Ex-mail carrier gets probation for embezzlement
Federal judge admonishes Gerardo Robertson for taking gift cards and cash.
By Robert Boczkiewicz / The Pueblo Chieftain, CO / June 3, 2010
DENVER — Only his military service kept a former Pueblo mail carrier from being put into custody Wednesday for stealing gift cards and cash from the mail.
"You get a break," U.S. District Judge Robert Blackburn told Gerardo Robertson in deciding to sentence him to two years of supervised probation rather than put him into custody. The judge said it was a close decision.
"You served this country with four years in the military," Blackburn said. "It's your 'get-out-of-jail-free' card — you only get to play it once."
Robertson pleaded guilty in March to embezzlement by a postal carrier, admitting he had opened at least 15 pieces of mail and stolen at least $200 from them in a six-month period.
Sentencing guidelines recommended a sentence in a range between six months and one year in custody, but provided for a sentence of probation as an alternative, the judge said.
The prosecutor, Assistant U.S. Attorney James Allison, and a probation officer who prepared a pre-sentence report for Blackburn recommended a sentence of probation.
Allison said the consequences of Robertson's guilty plea already are a significant punishment in addition to conditions imposed as part of probation. The prosecutor said the consequences include that it will be hard for Robertson to get a job and that it will be illegal for him, a hunter, to ever have a gun again because he now is a felon.

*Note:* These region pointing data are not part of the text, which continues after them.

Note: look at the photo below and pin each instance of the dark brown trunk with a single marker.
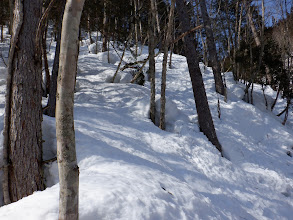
(203, 111)
(23, 113)
(45, 60)
(2, 35)
(212, 49)
(105, 26)
(164, 68)
(152, 23)
(51, 106)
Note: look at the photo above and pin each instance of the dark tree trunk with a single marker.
(23, 112)
(151, 34)
(2, 36)
(105, 27)
(212, 49)
(45, 60)
(203, 111)
(164, 68)
(51, 106)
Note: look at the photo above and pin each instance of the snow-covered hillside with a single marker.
(130, 169)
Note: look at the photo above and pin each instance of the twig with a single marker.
(186, 33)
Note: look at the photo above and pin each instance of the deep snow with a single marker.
(130, 169)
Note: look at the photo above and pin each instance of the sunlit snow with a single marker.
(130, 169)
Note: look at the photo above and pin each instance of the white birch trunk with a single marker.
(66, 153)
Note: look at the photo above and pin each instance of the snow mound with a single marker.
(113, 57)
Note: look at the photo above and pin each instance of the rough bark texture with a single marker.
(66, 153)
(105, 27)
(212, 49)
(22, 145)
(151, 22)
(45, 60)
(203, 111)
(164, 68)
(51, 105)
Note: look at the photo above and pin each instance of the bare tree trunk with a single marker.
(11, 8)
(46, 65)
(151, 21)
(22, 146)
(105, 26)
(212, 49)
(157, 16)
(89, 30)
(251, 24)
(51, 105)
(66, 153)
(136, 26)
(2, 35)
(164, 68)
(204, 115)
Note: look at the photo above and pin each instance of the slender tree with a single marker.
(51, 105)
(203, 111)
(66, 153)
(23, 173)
(164, 68)
(213, 57)
(151, 34)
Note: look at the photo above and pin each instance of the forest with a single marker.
(146, 109)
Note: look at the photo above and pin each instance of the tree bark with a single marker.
(164, 68)
(105, 26)
(212, 49)
(45, 60)
(151, 33)
(51, 105)
(23, 173)
(203, 111)
(66, 153)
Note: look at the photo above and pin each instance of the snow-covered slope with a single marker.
(130, 169)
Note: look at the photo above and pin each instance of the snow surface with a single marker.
(130, 169)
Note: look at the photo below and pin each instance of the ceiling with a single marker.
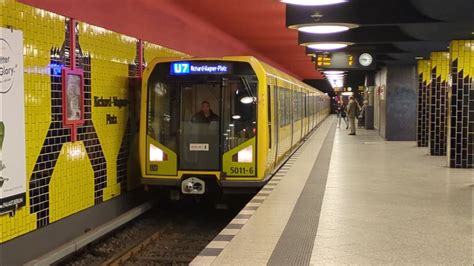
(199, 27)
(398, 30)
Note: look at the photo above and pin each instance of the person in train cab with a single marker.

Robertson's court-appointed attorney, Kevin Flesch of Denver, told the judge that his client is unemployed and has no income. "He recognizes what he did was wrong."

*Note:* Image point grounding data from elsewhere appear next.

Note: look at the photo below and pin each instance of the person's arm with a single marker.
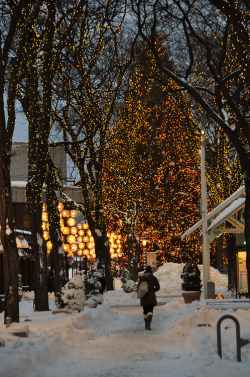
(157, 285)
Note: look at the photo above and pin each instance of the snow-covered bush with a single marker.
(72, 295)
(128, 285)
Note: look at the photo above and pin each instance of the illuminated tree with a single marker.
(214, 34)
(13, 36)
(36, 90)
(152, 167)
(92, 67)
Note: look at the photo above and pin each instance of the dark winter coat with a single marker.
(153, 286)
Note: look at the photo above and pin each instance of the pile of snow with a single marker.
(111, 341)
(169, 276)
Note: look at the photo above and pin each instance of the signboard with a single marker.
(241, 272)
(151, 261)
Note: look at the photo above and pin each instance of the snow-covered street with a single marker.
(111, 340)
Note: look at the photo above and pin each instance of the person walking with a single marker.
(148, 302)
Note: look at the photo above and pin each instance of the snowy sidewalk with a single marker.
(111, 341)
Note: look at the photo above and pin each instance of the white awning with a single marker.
(222, 212)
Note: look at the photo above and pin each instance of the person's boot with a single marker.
(149, 319)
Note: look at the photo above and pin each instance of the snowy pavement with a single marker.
(110, 340)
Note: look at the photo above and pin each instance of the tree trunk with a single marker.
(102, 253)
(231, 253)
(219, 254)
(6, 218)
(10, 258)
(247, 226)
(58, 268)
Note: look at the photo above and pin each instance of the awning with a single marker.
(223, 212)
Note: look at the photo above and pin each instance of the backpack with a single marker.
(142, 290)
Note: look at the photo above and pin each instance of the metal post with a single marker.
(229, 316)
(205, 246)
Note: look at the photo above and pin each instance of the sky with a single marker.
(111, 341)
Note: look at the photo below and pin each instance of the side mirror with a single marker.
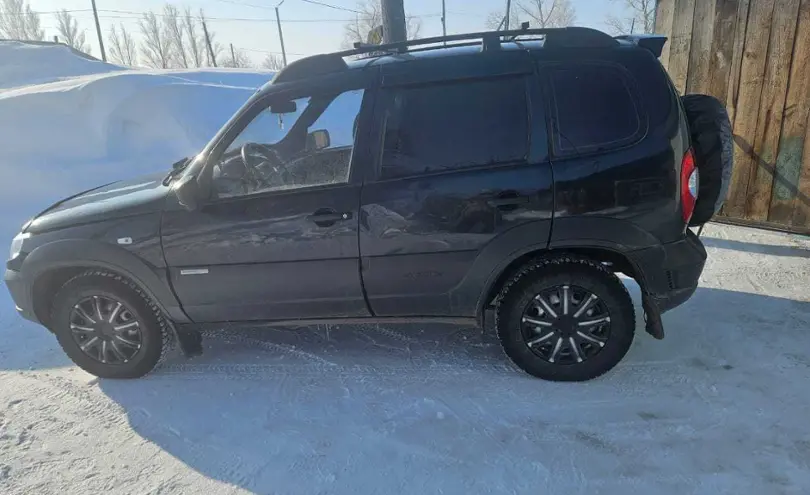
(284, 106)
(319, 139)
(188, 192)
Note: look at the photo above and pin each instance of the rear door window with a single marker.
(453, 126)
(594, 108)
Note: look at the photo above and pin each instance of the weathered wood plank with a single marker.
(752, 75)
(801, 207)
(737, 51)
(786, 195)
(722, 49)
(772, 106)
(681, 43)
(697, 80)
(664, 15)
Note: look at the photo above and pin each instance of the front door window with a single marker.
(292, 144)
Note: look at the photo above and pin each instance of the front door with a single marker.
(279, 239)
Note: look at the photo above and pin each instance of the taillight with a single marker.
(690, 180)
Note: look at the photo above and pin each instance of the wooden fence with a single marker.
(755, 56)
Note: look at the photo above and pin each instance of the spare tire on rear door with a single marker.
(713, 144)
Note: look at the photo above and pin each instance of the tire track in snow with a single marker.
(268, 346)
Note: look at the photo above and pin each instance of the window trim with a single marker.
(381, 116)
(250, 114)
(552, 120)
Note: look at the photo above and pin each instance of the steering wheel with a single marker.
(264, 166)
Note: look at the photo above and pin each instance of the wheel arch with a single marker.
(618, 260)
(53, 264)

"What could possess you to throw away nearly 30 years of service to the Postal Service?," where he was paid about $55,000 a year, plus fringe benefits, Blackburn wondered. "For roughly $200, you leave the courtroom branded shamefully as a convicted felon."

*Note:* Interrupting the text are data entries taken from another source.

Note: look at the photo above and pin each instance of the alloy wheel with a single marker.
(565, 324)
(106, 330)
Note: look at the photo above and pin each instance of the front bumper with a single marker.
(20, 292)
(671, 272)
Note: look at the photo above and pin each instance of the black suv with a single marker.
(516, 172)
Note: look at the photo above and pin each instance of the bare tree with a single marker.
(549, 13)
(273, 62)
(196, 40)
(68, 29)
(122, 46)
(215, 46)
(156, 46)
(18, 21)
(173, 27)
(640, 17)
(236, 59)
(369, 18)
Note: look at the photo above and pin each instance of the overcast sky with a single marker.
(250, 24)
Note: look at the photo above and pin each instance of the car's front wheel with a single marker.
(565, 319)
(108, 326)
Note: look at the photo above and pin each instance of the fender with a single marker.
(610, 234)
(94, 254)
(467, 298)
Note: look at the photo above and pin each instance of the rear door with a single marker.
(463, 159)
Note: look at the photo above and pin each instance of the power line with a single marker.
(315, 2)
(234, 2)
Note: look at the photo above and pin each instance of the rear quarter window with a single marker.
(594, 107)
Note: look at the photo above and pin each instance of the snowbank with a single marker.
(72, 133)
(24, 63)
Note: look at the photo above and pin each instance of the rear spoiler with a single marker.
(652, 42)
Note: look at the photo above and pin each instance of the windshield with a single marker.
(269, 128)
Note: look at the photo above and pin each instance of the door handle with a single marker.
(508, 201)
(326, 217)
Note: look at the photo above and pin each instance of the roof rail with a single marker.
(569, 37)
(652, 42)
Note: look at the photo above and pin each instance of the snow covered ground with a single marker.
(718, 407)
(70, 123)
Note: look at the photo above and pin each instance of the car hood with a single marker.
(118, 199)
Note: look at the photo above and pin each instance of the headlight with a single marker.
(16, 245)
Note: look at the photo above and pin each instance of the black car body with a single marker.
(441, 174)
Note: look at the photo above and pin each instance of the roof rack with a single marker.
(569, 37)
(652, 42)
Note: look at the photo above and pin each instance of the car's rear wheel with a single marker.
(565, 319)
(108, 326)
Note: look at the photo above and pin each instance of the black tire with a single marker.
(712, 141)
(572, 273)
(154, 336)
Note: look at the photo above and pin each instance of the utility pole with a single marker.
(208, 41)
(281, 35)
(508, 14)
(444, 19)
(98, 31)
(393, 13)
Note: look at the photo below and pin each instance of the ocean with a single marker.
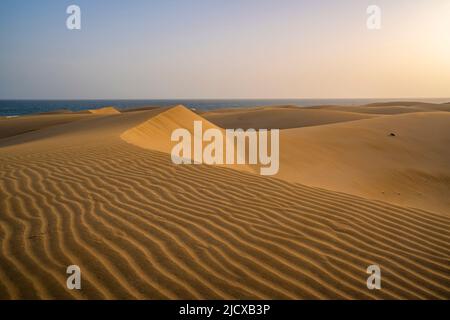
(21, 107)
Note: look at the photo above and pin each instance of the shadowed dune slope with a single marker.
(140, 227)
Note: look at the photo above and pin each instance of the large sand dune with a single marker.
(141, 227)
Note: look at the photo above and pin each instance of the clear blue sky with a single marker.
(224, 49)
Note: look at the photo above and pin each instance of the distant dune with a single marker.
(100, 191)
(105, 110)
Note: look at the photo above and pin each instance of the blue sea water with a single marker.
(21, 107)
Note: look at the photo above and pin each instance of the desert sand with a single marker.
(357, 186)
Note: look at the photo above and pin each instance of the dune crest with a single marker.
(105, 110)
(155, 133)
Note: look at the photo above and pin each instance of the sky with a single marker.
(224, 49)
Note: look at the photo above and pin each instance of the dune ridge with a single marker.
(141, 228)
(104, 110)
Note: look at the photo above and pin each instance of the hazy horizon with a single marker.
(224, 50)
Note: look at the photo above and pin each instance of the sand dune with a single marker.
(141, 227)
(104, 110)
(361, 158)
(389, 108)
(18, 125)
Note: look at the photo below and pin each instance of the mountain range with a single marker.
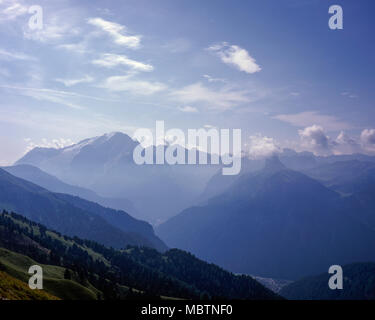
(74, 216)
(105, 165)
(78, 269)
(275, 222)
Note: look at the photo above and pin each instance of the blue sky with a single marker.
(272, 68)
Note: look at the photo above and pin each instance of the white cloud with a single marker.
(11, 10)
(54, 29)
(72, 82)
(118, 32)
(45, 143)
(212, 79)
(309, 118)
(138, 87)
(368, 139)
(74, 47)
(224, 98)
(261, 146)
(11, 55)
(315, 139)
(188, 109)
(236, 56)
(110, 60)
(66, 98)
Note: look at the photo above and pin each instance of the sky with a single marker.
(271, 68)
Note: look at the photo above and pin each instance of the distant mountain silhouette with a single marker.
(105, 165)
(51, 183)
(275, 223)
(74, 216)
(358, 284)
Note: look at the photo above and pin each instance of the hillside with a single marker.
(74, 216)
(359, 284)
(14, 289)
(133, 273)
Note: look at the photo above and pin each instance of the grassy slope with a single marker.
(17, 266)
(14, 289)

Because the judge asked the question rhetorically, Robertson did not answer.
Criminal investigators of the postal service's Office of Inspector General received information that Robertson was suspected of stealing from the mail. They put a "test" piece of mail containing $20 in cash into the mail in August and Robertson opened it, while assigned to delivery routes from the Main Post Office.
The postal service terminated his employment after a federal grand jury indicted him last year and managers reviewed the case against him.